The people of Lavender wouldn’t appreciate that much, but he understands the sentiment, since he’d do the same thing if his friends were missing. They start searching again, and this time Blue and Jason stay in the main corridor while the rangers go up and down the halls, Haku looking around corners while Gale walks sideways, keeping her head swiveling between him and Blue. Blue makes sure to check on Jason every few seconds too, while the medium just stands nearby and keeps his pokemon turning to cover Blue’s blind spots.
“At least we know we’re not inside it, right?” Blue murmurs after a minute. The silence was setting him more on edge, or maybe it’s just the waiting. He wishes there was something in front of him to fight, so the battle calm would come. “Since they saw something.”
“As Red would say, I feel less sure of what I think I know and why I think I know it with every passing minute.

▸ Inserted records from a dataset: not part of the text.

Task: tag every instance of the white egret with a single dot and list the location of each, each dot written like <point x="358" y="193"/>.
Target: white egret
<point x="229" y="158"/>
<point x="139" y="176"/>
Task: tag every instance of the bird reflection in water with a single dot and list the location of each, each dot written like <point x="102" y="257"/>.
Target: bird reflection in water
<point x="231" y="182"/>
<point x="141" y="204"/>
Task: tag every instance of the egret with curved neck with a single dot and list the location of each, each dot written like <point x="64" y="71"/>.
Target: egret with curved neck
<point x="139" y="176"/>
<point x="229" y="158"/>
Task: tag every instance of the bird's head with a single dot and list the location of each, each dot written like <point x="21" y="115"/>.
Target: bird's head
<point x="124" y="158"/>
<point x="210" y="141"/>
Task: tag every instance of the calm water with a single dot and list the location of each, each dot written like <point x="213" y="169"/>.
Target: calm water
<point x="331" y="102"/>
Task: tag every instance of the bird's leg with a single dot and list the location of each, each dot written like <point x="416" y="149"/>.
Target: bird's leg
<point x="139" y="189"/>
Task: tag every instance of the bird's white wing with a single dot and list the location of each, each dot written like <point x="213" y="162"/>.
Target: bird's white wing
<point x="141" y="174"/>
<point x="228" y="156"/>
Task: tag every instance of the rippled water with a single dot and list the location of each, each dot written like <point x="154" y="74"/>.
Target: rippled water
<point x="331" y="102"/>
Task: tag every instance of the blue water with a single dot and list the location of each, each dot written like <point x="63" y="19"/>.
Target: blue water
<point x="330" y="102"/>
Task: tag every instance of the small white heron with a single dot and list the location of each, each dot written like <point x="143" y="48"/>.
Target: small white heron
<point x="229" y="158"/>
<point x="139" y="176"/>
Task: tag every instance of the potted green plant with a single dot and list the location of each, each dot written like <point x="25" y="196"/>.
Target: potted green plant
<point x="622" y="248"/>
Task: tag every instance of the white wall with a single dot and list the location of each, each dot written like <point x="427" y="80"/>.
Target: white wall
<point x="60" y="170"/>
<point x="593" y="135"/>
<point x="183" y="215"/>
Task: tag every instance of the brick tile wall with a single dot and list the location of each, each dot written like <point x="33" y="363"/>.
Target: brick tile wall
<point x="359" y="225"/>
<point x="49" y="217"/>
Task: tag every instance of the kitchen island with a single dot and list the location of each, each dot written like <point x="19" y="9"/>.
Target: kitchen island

And I think he would be surprised that I had more room to change in that direction.” Jason shakes his head. “Most ghosts don’t consume physical bodies but I don’t know what other form of attack would wipe away their presence so completely.”
Blue gets a brief mental image of two rangers and their pokemon being eaten by a floating, ghostly gulpin, its whole body turning into a massive mouth that stretches wide to swallow them whole as it swoops down on them, and he quickly looks up to check the ceiling again. “Even if they were… eaten… their phones should be trackable.” Unless they get immediately dissolved by some ghost-digestion-system…
“I could try getting its attention,” Jason says, voice uncertain. “I don’t know if it’s worth the risk, but…”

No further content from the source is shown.